Device, drug makers would pay $1 billion extra to FDA under Trump budget
Included in President Donald Trump’s budget proposal for fiscal year 2018 is a big increase in what the medical device and pharmaceutical industries would pay the Food and Drug Administration (FDA) to cover the costs of reviewing their products.
Under the plan, companies would collectively pay an extra $1 billion ($2 billion total) in “medical product user fees,” doubling the amount from the continuing budget resolution for the current fiscal year.
“In a constrained budget environment, industries that benefit from FDA’s approval can and should pay for their share,” the blueprint said.
In return, the proposal said there will be unspecified administrative changes made to “achieve regulatory efficiency and speed the development of safe and effective medical products.”
Overall, the proposal would cut 18 percent, or $15.1 billion from HHS and its associated agencies, reducing its overall funding level to its lowest mark since 2002.
The blueprint doesn’t offer specifics in many different areas, making its overall impact on medical technology hard to ascertain.
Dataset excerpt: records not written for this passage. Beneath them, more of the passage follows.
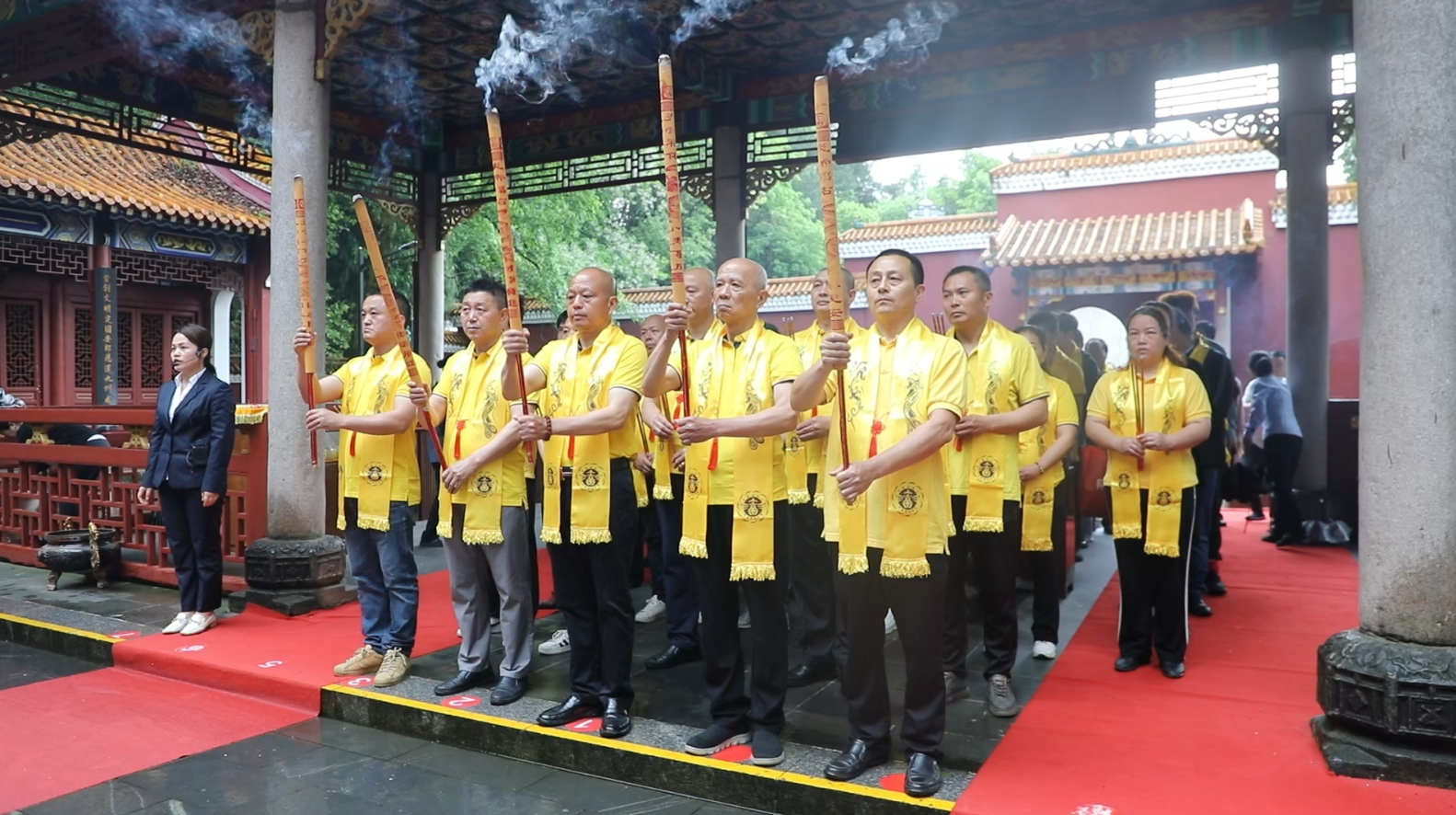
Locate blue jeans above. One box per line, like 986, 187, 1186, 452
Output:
1188, 470, 1223, 603
343, 498, 420, 657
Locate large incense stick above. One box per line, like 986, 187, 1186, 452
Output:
485, 108, 536, 463
353, 195, 445, 463
656, 54, 693, 416
814, 75, 849, 465
293, 176, 318, 467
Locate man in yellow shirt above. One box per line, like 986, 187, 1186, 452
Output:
792, 249, 966, 798
1016, 326, 1081, 660
293, 293, 430, 687
410, 280, 536, 705
642, 267, 718, 671
941, 267, 1050, 716
643, 258, 803, 765
503, 268, 646, 738
785, 268, 863, 687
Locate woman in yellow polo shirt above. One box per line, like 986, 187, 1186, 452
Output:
1088, 303, 1211, 680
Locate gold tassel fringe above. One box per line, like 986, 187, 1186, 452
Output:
571, 527, 611, 543
1143, 542, 1178, 557
1113, 521, 1143, 540
880, 557, 930, 578
961, 518, 1006, 533
838, 552, 869, 575
728, 563, 776, 580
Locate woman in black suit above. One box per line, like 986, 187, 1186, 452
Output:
138, 325, 235, 636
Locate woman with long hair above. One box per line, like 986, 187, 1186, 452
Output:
138, 323, 235, 636
1086, 303, 1213, 680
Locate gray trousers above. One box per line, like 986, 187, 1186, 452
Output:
445, 505, 536, 678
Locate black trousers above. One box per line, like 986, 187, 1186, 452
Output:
1026, 482, 1080, 645
157, 482, 227, 612
1264, 433, 1304, 535
786, 473, 849, 670
838, 548, 949, 758
548, 458, 642, 706
1108, 488, 1198, 665
688, 500, 789, 735
943, 495, 1021, 680
653, 473, 698, 648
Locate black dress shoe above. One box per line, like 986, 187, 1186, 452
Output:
1203, 569, 1229, 597
824, 740, 890, 782
600, 698, 632, 738
491, 677, 527, 706
1113, 657, 1151, 674
789, 662, 836, 687
435, 668, 495, 695
536, 695, 601, 728
646, 645, 703, 671
906, 752, 942, 798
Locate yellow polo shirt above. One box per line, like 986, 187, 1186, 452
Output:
793, 317, 865, 476
1016, 377, 1080, 483
435, 340, 531, 507
824, 317, 966, 555
945, 320, 1048, 500
1088, 365, 1213, 489
333, 345, 430, 505
530, 329, 646, 458
668, 320, 803, 507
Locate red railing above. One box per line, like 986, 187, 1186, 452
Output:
0, 408, 268, 591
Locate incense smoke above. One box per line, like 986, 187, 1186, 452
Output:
826, 0, 958, 75
673, 0, 754, 48
100, 0, 272, 144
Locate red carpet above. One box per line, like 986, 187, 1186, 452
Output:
112, 570, 460, 716
0, 666, 309, 812
955, 510, 1456, 815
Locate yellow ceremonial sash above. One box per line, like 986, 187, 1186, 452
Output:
821, 318, 948, 578
678, 322, 776, 580
542, 323, 625, 543
1104, 360, 1184, 557
435, 342, 510, 543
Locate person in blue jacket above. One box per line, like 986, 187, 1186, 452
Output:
138, 323, 236, 636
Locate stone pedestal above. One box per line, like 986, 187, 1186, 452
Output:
227, 535, 355, 617
1316, 0, 1456, 789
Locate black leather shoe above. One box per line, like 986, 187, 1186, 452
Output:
789, 662, 836, 687
536, 695, 601, 728
1203, 569, 1229, 597
491, 677, 527, 706
646, 645, 703, 671
906, 752, 942, 798
435, 668, 495, 695
600, 698, 632, 738
824, 740, 890, 782
1113, 657, 1150, 674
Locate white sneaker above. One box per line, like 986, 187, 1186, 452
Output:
636, 594, 667, 623
162, 612, 192, 635
182, 612, 217, 636
536, 628, 571, 657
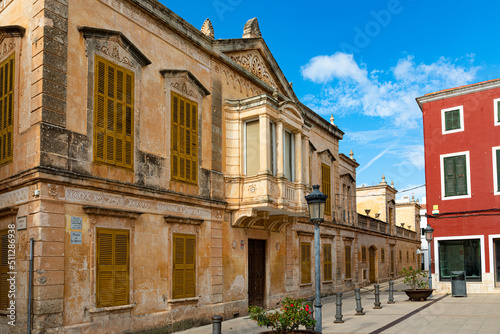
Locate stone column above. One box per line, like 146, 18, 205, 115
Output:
302, 136, 311, 184
259, 115, 271, 174
294, 132, 304, 183
276, 121, 285, 177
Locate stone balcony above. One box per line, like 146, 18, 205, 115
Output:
225, 175, 310, 231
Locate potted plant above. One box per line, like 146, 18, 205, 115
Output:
400, 266, 434, 301
248, 297, 318, 334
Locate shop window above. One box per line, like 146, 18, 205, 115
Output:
438, 239, 481, 281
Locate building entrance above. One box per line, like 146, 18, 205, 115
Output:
248, 239, 266, 307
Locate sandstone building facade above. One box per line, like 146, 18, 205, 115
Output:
0, 0, 419, 333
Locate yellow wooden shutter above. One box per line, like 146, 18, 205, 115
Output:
94, 57, 134, 169
172, 234, 196, 299
300, 242, 311, 284
97, 229, 130, 307
345, 246, 351, 278
0, 54, 15, 165
170, 92, 198, 184
0, 230, 9, 310
323, 244, 332, 281
321, 164, 332, 215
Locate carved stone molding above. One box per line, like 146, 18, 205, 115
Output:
83, 206, 144, 219
0, 207, 19, 218
229, 50, 278, 88
78, 27, 151, 67
163, 216, 204, 225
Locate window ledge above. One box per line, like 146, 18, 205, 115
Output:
87, 302, 137, 313
168, 297, 200, 304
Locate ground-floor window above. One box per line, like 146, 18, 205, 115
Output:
439, 239, 481, 281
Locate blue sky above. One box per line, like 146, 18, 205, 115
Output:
162, 0, 500, 198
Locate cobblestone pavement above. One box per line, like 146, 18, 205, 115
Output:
178, 280, 500, 334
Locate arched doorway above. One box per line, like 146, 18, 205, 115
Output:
369, 246, 377, 283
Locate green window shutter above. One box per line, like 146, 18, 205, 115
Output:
0, 53, 15, 165
172, 234, 196, 299
321, 164, 332, 215
455, 155, 467, 195
497, 149, 500, 191
0, 230, 9, 310
97, 229, 130, 307
94, 57, 134, 169
443, 157, 456, 197
170, 92, 198, 184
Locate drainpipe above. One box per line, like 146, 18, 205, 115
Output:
28, 238, 35, 334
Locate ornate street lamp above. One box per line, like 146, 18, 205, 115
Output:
306, 185, 328, 333
424, 224, 434, 289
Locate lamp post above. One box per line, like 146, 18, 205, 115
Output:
424, 224, 434, 289
306, 185, 328, 333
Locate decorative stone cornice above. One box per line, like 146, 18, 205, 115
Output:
163, 216, 204, 225
78, 27, 151, 66
83, 206, 144, 219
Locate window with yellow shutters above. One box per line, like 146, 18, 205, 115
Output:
96, 229, 130, 307
172, 234, 196, 299
323, 244, 332, 281
0, 54, 15, 165
300, 242, 311, 284
0, 230, 9, 310
345, 246, 352, 278
94, 56, 134, 169
321, 164, 332, 215
170, 92, 198, 184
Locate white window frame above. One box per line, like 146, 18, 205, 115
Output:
432, 234, 484, 284
243, 118, 260, 176
441, 106, 465, 135
492, 146, 500, 195
493, 98, 500, 126
439, 151, 472, 201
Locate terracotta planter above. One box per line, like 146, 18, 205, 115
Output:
259, 329, 321, 334
403, 289, 434, 301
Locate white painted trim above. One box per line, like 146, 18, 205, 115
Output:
439, 151, 472, 201
493, 98, 500, 126
488, 234, 500, 280
491, 146, 500, 195
432, 234, 486, 283
441, 106, 465, 135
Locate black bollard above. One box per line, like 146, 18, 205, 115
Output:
354, 288, 365, 315
305, 297, 314, 330
373, 284, 382, 309
334, 292, 344, 324
387, 281, 395, 304
212, 315, 222, 334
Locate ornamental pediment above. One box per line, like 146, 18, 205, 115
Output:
227, 50, 281, 91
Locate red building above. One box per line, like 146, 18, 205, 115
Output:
417, 79, 500, 293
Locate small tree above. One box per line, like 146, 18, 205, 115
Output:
400, 266, 429, 290
248, 297, 316, 334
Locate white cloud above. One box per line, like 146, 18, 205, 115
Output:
302, 52, 479, 128
302, 52, 367, 84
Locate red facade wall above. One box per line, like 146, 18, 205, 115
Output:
422, 88, 500, 272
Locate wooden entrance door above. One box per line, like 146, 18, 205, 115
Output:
248, 239, 266, 307
369, 246, 377, 283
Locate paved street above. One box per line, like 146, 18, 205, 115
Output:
179, 280, 500, 334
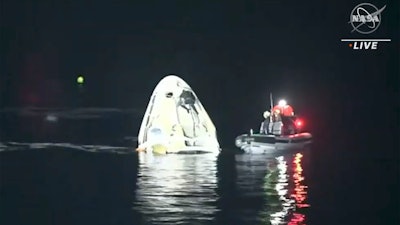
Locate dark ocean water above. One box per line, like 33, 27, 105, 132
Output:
0, 109, 399, 225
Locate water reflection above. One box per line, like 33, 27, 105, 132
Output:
134, 154, 217, 224
260, 153, 310, 225
133, 149, 309, 225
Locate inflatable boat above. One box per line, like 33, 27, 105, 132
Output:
235, 95, 312, 154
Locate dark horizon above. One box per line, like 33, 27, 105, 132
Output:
0, 1, 400, 153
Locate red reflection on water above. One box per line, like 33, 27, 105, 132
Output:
288, 153, 310, 225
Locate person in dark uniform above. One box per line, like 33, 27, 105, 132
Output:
260, 111, 271, 134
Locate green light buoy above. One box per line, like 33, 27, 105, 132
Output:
76, 75, 85, 84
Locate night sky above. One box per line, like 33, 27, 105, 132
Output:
0, 0, 399, 148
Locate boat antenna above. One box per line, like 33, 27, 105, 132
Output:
269, 92, 274, 122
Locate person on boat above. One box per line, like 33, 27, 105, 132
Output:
260, 111, 271, 134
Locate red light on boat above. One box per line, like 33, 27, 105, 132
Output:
295, 120, 304, 127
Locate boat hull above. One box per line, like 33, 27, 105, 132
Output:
235, 133, 312, 154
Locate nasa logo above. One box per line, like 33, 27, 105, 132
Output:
342, 3, 391, 50
349, 3, 386, 34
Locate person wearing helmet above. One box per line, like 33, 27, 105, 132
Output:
177, 90, 207, 146
260, 111, 271, 134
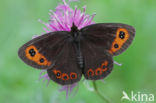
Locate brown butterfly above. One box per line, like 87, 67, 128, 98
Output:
18, 23, 135, 85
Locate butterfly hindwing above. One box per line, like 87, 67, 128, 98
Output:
80, 23, 135, 56
81, 40, 113, 80
18, 32, 69, 69
47, 42, 82, 85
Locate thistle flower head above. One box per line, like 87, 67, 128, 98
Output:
39, 0, 95, 32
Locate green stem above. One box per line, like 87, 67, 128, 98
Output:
93, 81, 111, 103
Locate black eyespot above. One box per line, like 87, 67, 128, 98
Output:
97, 70, 100, 74
119, 31, 125, 39
29, 49, 36, 57
63, 76, 67, 80
40, 58, 44, 63
114, 44, 119, 48
72, 74, 75, 78
56, 72, 61, 77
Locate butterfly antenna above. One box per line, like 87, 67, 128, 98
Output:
71, 22, 78, 32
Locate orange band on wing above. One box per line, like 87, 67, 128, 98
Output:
25, 45, 51, 66
109, 28, 129, 54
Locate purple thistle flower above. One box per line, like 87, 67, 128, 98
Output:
40, 0, 95, 32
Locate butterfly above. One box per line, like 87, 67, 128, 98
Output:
18, 23, 135, 85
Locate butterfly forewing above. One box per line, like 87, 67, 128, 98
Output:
80, 23, 135, 56
18, 31, 69, 69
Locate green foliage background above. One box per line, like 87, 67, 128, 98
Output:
0, 0, 156, 103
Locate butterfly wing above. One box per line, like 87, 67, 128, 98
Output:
80, 23, 135, 80
47, 42, 82, 85
81, 40, 113, 80
18, 31, 69, 69
80, 23, 135, 56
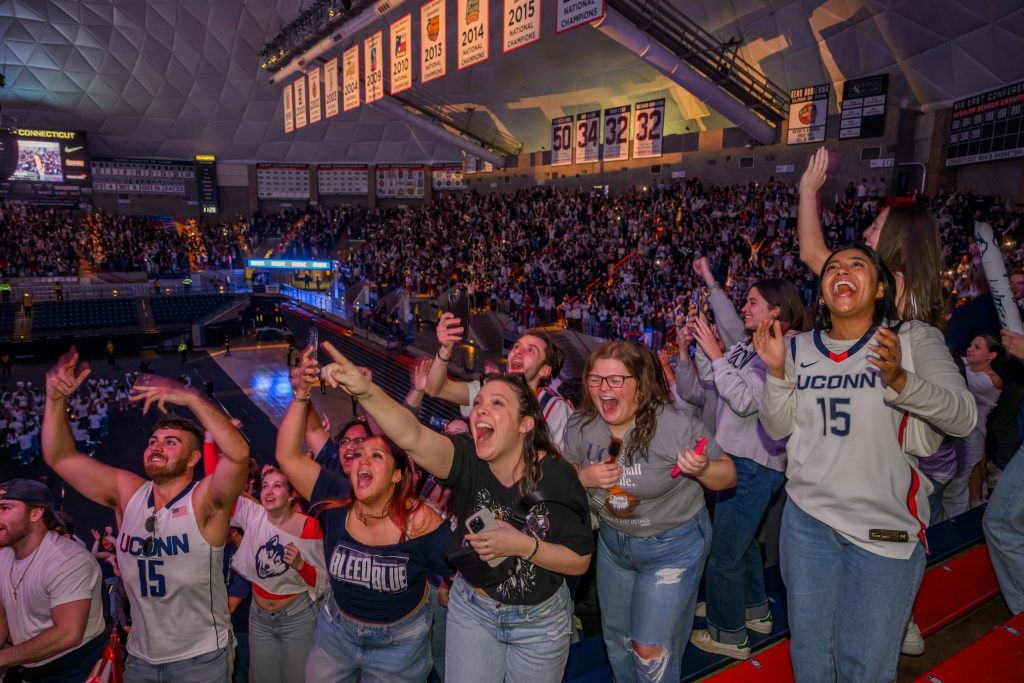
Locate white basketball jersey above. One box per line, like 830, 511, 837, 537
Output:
118, 481, 231, 664
786, 329, 931, 557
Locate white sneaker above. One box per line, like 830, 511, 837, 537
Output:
690, 629, 751, 661
899, 620, 925, 657
693, 602, 775, 634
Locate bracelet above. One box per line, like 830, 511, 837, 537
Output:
522, 536, 541, 562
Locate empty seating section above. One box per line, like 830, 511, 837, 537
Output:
32, 299, 138, 332
150, 294, 234, 325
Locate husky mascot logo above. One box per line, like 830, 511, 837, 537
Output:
256, 536, 288, 579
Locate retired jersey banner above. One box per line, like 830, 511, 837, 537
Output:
362, 31, 384, 103
633, 98, 665, 159
420, 0, 447, 83
285, 83, 295, 133
551, 116, 572, 166
341, 45, 359, 112
575, 112, 601, 164
603, 104, 632, 161
308, 67, 321, 123
456, 0, 490, 69
785, 83, 831, 144
555, 0, 604, 33
502, 0, 541, 52
324, 57, 338, 119
295, 76, 306, 128
391, 14, 413, 95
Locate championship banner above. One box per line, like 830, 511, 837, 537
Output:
456, 0, 490, 69
295, 76, 306, 128
555, 0, 604, 33
341, 45, 359, 112
308, 67, 321, 123
391, 14, 413, 95
420, 0, 447, 83
839, 74, 889, 140
785, 83, 831, 144
946, 81, 1024, 166
633, 98, 665, 159
324, 57, 338, 119
502, 0, 541, 52
575, 112, 601, 164
551, 116, 572, 166
285, 83, 295, 133
604, 104, 632, 161
362, 31, 384, 104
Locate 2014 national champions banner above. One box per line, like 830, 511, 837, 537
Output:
282, 0, 598, 132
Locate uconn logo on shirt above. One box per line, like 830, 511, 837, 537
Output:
328, 543, 409, 593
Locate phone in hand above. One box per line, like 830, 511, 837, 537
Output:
466, 508, 505, 567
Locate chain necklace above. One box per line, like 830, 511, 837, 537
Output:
7, 542, 43, 600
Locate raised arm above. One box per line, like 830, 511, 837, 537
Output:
324, 342, 455, 479
40, 346, 143, 514
797, 147, 829, 274
130, 375, 249, 516
426, 313, 469, 405
274, 347, 321, 501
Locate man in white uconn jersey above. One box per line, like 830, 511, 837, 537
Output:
42, 347, 249, 683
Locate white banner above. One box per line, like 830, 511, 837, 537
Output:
785, 83, 831, 144
308, 67, 321, 123
633, 99, 665, 159
285, 83, 295, 133
391, 14, 413, 95
551, 116, 572, 166
362, 31, 384, 103
341, 45, 359, 112
324, 57, 338, 119
420, 0, 447, 83
456, 0, 490, 69
555, 0, 604, 33
604, 104, 632, 161
295, 76, 306, 128
575, 112, 601, 164
502, 0, 541, 52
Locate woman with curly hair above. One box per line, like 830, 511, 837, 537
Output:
565, 342, 736, 681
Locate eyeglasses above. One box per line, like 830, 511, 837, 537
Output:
587, 375, 633, 389
142, 512, 157, 555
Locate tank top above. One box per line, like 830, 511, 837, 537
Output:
118, 481, 231, 665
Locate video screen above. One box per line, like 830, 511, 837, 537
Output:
11, 138, 63, 182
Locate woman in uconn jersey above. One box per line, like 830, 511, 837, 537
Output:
754, 245, 977, 683
276, 347, 449, 683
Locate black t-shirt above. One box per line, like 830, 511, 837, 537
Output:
440, 434, 594, 605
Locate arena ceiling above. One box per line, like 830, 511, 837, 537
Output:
0, 0, 1024, 163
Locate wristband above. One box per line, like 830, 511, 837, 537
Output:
522, 536, 541, 562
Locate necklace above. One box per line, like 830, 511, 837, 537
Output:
355, 503, 391, 524
7, 542, 43, 600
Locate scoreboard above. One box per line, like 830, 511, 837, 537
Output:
0, 128, 92, 206
946, 81, 1024, 166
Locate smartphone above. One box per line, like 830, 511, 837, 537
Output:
466, 508, 505, 567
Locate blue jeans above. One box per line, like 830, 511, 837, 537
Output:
125, 648, 228, 683
781, 501, 925, 683
597, 510, 712, 683
705, 458, 785, 645
444, 575, 572, 683
249, 593, 318, 683
982, 445, 1024, 614
306, 595, 432, 683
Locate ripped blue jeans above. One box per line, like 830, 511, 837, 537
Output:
597, 510, 711, 683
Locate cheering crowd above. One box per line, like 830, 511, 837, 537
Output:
0, 150, 1024, 683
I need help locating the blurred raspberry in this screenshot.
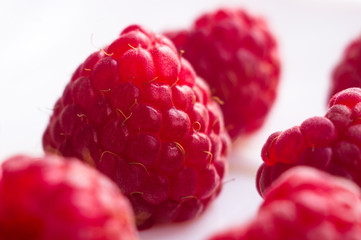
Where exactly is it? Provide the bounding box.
[329,35,361,98]
[43,25,229,228]
[166,9,280,140]
[0,155,138,240]
[210,167,361,240]
[256,88,361,195]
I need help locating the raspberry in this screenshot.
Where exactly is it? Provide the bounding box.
[329,35,361,98]
[0,155,138,240]
[256,88,361,195]
[43,25,229,229]
[166,9,280,140]
[210,167,361,240]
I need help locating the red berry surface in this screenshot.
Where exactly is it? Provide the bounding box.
[43,25,229,229]
[0,155,138,240]
[329,35,361,98]
[210,167,361,240]
[256,88,361,195]
[166,8,280,140]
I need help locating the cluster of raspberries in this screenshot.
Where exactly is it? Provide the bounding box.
[0,3,361,240]
[257,88,361,195]
[209,166,361,240]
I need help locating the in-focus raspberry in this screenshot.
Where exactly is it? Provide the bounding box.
[43,25,229,228]
[329,35,361,98]
[210,167,361,240]
[0,155,138,240]
[166,8,280,140]
[256,88,361,195]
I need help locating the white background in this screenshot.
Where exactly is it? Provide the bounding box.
[0,0,361,240]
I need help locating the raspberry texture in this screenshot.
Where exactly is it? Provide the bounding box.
[256,88,361,195]
[0,155,138,240]
[43,25,230,229]
[210,166,361,240]
[166,8,280,140]
[329,35,361,98]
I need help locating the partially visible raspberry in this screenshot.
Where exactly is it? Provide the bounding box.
[43,25,229,229]
[329,35,361,98]
[0,155,138,240]
[210,167,361,240]
[256,88,361,195]
[166,8,280,140]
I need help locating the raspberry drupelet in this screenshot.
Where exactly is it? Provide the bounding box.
[256,88,361,195]
[43,25,230,229]
[166,8,280,140]
[0,155,138,240]
[210,167,361,240]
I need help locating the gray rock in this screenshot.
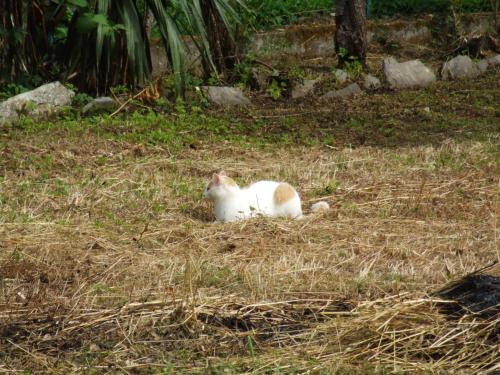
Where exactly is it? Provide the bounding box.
[0,82,75,125]
[364,74,382,90]
[335,69,349,83]
[323,83,363,99]
[488,55,500,66]
[202,86,252,106]
[441,56,480,80]
[383,57,436,89]
[252,68,271,89]
[292,79,319,99]
[476,60,490,74]
[82,96,117,114]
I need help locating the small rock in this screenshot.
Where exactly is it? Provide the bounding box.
[202,86,252,106]
[477,60,490,74]
[323,83,363,99]
[0,82,75,125]
[441,56,480,80]
[383,57,436,89]
[82,96,116,113]
[292,79,319,99]
[335,69,349,83]
[364,74,382,90]
[488,55,500,66]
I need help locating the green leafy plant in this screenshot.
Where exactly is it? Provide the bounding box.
[339,48,363,79]
[0,0,244,95]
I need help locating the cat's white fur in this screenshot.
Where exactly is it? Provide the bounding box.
[203,172,329,222]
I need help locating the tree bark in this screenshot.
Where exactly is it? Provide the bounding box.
[335,0,367,67]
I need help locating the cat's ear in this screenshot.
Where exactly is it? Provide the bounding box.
[212,173,222,185]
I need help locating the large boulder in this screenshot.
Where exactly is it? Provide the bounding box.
[322,83,363,99]
[441,56,481,80]
[203,86,252,106]
[383,57,436,89]
[0,82,75,125]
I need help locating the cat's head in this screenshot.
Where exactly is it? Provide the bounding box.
[203,171,240,201]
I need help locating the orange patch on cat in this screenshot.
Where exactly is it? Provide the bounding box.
[221,176,238,186]
[273,182,295,206]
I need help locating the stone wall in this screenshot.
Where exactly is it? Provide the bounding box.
[151,14,493,76]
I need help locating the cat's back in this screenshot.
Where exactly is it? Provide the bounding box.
[245,180,300,215]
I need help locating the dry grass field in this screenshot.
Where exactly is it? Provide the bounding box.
[0,72,500,374]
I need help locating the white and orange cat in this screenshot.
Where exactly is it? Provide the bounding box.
[203,172,329,222]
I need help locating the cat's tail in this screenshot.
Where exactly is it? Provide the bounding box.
[311,201,330,214]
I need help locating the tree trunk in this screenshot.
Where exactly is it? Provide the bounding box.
[335,0,367,67]
[201,0,236,81]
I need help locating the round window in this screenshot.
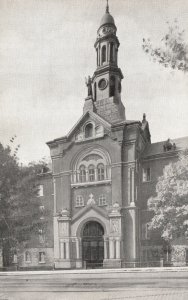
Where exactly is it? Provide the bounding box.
[98,78,108,90]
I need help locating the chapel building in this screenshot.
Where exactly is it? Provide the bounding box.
[18,5,188,269]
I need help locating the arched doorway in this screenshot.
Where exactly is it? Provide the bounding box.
[82,221,104,269]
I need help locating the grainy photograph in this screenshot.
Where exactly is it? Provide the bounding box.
[0,0,188,300]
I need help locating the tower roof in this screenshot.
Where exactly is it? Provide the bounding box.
[100,1,115,27]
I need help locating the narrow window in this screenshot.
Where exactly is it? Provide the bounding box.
[85,123,93,139]
[99,195,106,206]
[142,168,151,182]
[110,43,114,62]
[75,195,84,207]
[25,251,31,263]
[94,82,97,101]
[88,165,95,181]
[37,184,44,197]
[79,165,86,182]
[102,46,106,63]
[97,164,104,181]
[141,223,150,240]
[110,76,116,97]
[39,251,45,263]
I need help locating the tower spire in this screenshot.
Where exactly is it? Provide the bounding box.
[106,0,109,14]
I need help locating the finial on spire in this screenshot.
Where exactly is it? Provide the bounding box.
[106,0,109,14]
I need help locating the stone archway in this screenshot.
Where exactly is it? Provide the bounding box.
[82,221,104,269]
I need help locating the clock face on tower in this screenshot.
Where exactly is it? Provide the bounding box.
[98,78,108,90]
[99,26,115,36]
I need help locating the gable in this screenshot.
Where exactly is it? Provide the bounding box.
[67,111,111,141]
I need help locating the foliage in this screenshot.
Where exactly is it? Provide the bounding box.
[0,137,49,264]
[142,20,188,72]
[148,150,188,241]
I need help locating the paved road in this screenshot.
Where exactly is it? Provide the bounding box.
[0,270,188,300]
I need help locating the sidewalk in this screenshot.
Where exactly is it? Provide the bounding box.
[0,267,188,276]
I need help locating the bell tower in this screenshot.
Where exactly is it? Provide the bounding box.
[85,1,125,123]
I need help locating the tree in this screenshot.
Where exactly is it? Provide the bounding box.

On the innovation side, research would be cut deeply, with Trump proposing a $5.8 billion reduction for the National Institutes of Health (NIH). This would erase the $2 billion boost given to the agency in 2015 and include a “major restructuring” of the institutes and centers under its umbrella.
One area supposedly untouched by the Trump administration’s budget axe would be additional funding for the 21st Century Cures Act. That law included $4.8 billion for NIH to advance the precision medicine initiative among other health IT-friendly measures.